Video Killing the Still Image Star?

Video Killing the Still Image Star?


In this “Look-at-me” culture we live in today, it is worth noting all the recent movement we are witnessing on the video front as companies begin jockeying for a piece of what may be a very lucrative pie.

Microsoft’s recent launch of their own online video service coupled with Google’s mind-boggling purchase of YouTube (for a whopping $1.65 billion) would seem to indicate that video may very well be the memory capture medium of choice for a not-to-distant future generation.

Microsoft’s setup is dubbed “Soapbox on MSN Video” and the site will essentially let Internet users watch and post videos, rate or comment on them and share favorites by e-mailing them or linking them to their personal Web pages or blogs.

Rob Bennett, general manager of MSN’s entertainment and video services unit, acknowledged YouTube Inc. and certainly has the early lead in this area, but adds there is room for improvement with this model. “There is still plenty of room to innovate, and go beyond what I would say most services provide … just sort of the basics, a very kind of primitive experience that is not that engaging,” Bennett said. “It’s not that fun to use. It just gets the job done.”

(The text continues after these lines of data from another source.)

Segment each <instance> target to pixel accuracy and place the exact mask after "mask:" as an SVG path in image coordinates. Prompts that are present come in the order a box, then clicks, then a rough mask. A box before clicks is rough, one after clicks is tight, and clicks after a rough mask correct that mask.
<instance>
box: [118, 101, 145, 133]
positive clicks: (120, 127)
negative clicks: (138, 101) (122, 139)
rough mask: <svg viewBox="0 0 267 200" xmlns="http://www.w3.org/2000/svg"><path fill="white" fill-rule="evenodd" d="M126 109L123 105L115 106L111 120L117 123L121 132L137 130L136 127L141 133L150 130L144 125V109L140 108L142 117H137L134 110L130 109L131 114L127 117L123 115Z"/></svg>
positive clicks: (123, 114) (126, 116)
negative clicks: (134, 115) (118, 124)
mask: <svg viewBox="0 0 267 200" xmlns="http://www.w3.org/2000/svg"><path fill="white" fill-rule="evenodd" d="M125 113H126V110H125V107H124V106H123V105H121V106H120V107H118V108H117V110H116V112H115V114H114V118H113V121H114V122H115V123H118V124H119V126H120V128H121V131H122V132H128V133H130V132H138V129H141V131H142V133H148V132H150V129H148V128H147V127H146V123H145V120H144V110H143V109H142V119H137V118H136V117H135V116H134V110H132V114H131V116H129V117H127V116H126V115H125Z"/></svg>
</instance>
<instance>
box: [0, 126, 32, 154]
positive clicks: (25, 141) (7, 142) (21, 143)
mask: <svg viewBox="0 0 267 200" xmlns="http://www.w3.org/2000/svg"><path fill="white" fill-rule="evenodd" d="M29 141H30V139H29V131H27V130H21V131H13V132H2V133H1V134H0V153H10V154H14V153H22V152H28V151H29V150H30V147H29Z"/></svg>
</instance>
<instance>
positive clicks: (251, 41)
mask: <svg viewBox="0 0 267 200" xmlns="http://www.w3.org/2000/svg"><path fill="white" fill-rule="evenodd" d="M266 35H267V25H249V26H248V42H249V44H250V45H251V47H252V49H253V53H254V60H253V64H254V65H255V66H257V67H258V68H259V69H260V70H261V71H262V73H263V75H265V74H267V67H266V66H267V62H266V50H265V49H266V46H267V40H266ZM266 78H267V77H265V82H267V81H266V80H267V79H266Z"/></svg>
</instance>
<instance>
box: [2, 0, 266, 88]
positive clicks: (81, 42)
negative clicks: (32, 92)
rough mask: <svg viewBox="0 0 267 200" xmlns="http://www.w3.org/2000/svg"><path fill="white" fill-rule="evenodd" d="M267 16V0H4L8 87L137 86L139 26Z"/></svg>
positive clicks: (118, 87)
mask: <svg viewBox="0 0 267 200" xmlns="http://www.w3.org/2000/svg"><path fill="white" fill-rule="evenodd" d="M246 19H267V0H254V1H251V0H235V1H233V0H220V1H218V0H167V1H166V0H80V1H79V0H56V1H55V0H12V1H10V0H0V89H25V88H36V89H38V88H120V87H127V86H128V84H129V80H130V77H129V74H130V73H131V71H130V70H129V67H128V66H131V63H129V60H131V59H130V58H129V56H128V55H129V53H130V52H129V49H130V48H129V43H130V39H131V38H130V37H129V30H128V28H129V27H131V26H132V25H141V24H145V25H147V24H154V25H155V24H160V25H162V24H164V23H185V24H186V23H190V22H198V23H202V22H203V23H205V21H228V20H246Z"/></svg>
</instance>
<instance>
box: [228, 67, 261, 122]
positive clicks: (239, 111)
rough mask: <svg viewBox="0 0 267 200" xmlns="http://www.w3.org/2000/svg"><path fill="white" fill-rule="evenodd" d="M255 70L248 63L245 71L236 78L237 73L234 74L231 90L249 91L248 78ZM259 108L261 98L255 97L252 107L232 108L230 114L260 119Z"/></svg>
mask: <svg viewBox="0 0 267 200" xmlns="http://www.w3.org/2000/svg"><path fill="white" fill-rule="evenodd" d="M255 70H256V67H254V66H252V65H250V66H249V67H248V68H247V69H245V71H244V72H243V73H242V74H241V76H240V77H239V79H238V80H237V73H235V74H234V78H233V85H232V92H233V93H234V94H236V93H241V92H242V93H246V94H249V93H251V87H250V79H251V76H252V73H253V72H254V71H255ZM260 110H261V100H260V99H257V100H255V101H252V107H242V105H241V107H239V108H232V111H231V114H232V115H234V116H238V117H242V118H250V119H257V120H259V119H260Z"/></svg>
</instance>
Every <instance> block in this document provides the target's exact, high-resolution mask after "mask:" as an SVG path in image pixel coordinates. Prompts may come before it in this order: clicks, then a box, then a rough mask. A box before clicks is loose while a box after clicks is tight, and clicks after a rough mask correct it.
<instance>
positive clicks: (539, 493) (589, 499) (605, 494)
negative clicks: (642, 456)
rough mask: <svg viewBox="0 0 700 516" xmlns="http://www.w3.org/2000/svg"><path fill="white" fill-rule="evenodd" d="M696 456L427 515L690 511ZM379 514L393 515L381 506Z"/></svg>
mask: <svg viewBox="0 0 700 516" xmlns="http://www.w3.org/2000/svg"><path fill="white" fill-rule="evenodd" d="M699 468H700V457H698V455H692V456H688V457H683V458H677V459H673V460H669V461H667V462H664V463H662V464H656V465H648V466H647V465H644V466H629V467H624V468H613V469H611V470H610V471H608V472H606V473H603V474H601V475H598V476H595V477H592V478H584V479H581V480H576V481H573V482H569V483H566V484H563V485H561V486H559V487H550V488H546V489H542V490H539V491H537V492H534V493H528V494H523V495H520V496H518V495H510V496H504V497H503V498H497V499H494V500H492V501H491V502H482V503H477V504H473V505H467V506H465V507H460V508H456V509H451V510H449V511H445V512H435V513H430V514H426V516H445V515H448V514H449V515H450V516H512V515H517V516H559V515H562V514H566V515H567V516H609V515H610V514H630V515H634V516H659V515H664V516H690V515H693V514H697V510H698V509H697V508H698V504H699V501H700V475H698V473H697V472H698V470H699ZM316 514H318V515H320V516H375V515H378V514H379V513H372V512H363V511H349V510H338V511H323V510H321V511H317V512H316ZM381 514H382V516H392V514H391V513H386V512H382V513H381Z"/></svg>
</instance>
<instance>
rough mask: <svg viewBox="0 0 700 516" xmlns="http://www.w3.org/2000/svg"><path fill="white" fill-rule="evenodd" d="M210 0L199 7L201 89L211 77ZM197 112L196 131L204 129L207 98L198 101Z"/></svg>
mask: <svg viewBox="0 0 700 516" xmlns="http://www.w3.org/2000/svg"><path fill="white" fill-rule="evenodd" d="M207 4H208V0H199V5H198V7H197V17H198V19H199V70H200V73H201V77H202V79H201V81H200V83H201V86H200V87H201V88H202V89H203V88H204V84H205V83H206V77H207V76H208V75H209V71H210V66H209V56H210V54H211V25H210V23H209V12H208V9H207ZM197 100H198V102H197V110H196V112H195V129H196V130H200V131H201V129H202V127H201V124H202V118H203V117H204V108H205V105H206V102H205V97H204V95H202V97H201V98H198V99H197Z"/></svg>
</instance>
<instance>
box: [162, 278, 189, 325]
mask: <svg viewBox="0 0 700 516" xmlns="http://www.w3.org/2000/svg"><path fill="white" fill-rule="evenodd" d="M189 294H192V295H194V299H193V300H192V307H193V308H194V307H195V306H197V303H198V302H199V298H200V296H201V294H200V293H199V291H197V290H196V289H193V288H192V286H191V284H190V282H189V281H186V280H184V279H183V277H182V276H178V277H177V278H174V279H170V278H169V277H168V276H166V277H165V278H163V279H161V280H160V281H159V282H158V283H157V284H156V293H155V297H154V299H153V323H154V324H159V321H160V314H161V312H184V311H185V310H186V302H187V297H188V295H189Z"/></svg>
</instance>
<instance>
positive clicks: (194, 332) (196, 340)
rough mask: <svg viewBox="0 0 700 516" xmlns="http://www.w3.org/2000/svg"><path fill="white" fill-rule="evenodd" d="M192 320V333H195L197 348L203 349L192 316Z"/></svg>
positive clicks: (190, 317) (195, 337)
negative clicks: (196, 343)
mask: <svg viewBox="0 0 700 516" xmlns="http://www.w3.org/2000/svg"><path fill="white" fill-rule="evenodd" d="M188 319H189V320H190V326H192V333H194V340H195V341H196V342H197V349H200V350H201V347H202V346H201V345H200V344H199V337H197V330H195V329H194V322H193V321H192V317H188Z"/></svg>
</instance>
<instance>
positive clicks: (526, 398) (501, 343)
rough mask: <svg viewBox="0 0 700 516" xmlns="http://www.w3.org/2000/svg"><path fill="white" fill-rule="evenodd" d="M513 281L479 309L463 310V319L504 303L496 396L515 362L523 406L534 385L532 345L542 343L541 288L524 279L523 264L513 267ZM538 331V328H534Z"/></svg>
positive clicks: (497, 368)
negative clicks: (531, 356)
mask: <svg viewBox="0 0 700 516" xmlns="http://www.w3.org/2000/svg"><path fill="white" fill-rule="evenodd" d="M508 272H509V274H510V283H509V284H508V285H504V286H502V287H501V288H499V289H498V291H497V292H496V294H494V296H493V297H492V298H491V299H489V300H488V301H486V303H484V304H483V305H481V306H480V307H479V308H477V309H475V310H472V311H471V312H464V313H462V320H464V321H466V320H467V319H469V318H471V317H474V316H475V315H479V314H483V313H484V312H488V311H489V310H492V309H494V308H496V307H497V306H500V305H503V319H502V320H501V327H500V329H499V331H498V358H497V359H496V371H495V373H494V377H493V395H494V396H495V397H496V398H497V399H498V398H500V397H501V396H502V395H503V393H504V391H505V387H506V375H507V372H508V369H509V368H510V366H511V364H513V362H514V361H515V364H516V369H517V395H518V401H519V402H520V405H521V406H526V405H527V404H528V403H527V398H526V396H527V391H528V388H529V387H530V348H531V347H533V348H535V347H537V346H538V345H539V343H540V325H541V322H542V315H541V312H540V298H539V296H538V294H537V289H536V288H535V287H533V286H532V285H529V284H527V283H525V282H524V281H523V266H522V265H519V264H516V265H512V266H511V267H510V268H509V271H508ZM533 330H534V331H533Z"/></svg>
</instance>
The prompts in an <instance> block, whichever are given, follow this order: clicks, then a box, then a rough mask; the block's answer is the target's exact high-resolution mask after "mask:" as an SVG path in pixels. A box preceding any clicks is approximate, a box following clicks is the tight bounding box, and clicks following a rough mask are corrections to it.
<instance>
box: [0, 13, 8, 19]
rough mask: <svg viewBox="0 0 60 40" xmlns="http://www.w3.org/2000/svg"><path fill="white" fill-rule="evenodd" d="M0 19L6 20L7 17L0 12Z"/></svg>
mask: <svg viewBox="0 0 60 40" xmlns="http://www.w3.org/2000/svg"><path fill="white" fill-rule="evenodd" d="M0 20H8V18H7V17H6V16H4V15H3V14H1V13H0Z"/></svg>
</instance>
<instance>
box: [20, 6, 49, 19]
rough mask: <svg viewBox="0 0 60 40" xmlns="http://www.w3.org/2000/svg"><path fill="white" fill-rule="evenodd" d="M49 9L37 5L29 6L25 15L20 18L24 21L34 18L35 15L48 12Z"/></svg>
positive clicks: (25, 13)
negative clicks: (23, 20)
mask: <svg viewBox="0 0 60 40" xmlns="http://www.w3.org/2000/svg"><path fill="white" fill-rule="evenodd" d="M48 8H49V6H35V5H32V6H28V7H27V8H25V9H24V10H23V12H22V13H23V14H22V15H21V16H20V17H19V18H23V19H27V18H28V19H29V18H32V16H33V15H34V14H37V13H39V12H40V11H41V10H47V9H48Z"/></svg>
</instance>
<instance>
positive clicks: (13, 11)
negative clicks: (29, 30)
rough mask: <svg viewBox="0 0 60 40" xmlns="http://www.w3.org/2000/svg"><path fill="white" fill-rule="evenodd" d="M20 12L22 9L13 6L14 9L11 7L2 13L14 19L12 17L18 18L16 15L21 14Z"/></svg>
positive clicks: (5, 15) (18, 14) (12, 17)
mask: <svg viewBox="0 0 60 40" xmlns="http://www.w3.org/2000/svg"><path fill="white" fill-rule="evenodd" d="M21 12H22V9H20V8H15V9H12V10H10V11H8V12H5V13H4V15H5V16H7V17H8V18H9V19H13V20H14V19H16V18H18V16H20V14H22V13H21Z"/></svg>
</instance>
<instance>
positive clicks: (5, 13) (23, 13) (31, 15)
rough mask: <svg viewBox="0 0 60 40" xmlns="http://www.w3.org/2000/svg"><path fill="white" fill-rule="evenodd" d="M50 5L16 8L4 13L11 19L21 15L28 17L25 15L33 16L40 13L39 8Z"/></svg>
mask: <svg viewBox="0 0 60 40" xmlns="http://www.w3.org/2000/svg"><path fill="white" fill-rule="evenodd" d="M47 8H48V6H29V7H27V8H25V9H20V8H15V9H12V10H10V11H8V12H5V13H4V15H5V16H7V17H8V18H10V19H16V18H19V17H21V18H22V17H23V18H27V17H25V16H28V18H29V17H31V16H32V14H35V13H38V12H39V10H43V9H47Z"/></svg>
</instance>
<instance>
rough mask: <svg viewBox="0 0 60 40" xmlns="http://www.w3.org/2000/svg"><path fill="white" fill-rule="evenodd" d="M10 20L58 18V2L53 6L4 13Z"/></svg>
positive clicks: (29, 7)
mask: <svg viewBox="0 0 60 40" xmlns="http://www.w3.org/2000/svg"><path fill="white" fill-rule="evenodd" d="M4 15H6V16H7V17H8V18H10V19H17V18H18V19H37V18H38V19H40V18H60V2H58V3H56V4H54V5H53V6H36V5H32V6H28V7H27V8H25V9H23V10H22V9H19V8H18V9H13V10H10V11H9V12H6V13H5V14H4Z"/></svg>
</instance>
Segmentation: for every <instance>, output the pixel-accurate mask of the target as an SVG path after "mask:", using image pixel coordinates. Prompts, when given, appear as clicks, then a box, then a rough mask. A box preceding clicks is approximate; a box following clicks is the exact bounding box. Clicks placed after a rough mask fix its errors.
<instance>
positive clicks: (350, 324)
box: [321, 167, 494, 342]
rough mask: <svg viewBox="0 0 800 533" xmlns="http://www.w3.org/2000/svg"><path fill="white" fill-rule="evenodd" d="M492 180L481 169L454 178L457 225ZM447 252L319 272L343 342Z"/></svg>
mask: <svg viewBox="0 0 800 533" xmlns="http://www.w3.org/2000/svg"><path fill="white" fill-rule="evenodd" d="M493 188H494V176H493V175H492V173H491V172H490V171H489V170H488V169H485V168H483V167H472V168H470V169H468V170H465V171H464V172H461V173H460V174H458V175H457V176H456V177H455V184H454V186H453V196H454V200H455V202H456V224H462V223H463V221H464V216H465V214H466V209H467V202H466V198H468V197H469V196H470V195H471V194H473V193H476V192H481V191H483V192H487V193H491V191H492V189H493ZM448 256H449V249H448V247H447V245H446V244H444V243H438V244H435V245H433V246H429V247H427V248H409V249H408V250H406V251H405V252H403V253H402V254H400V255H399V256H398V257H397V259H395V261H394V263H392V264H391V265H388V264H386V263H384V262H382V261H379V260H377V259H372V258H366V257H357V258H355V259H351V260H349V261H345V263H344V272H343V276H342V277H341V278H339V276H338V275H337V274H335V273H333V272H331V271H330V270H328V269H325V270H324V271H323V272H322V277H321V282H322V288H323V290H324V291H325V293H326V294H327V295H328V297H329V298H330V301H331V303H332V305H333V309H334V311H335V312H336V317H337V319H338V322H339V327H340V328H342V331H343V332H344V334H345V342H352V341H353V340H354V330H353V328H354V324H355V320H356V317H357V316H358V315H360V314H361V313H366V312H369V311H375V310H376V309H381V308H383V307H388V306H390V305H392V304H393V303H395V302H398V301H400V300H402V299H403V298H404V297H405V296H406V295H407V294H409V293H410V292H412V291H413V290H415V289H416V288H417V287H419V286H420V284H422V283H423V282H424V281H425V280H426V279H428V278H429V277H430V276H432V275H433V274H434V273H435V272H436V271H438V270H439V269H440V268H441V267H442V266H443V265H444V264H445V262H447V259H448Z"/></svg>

Microsoft tells us one of the improvements in their service will involve videos being displayed in slightly larger windows than those competing services offer, and users will be able to expand videos to the full screen while they are playing, rather than having to jump back to the beginning and start over.

The Google/YouTube deal is as much about YouTube’s 34 million visitors a month as it is about the sites’ innovation in the video-sharing realm. In the Internet world “the eyes have it” and this deal clearly was about Google’s attempt to tap into YouTube’s huge and unique traffic numbers. However, those following this deal add that the video usage in the U.S. is growing rapidly and that hand-held video devices, such as digital cameras and cell phones with video capability are allowing consumers to show previously untapped creative talents.

It’s a trend worth keeping an eye on as still and video technologies continue to converge and consumers appear to be just beginning to realize the Internet is their stage – you just happen to sell the tools they need to perform.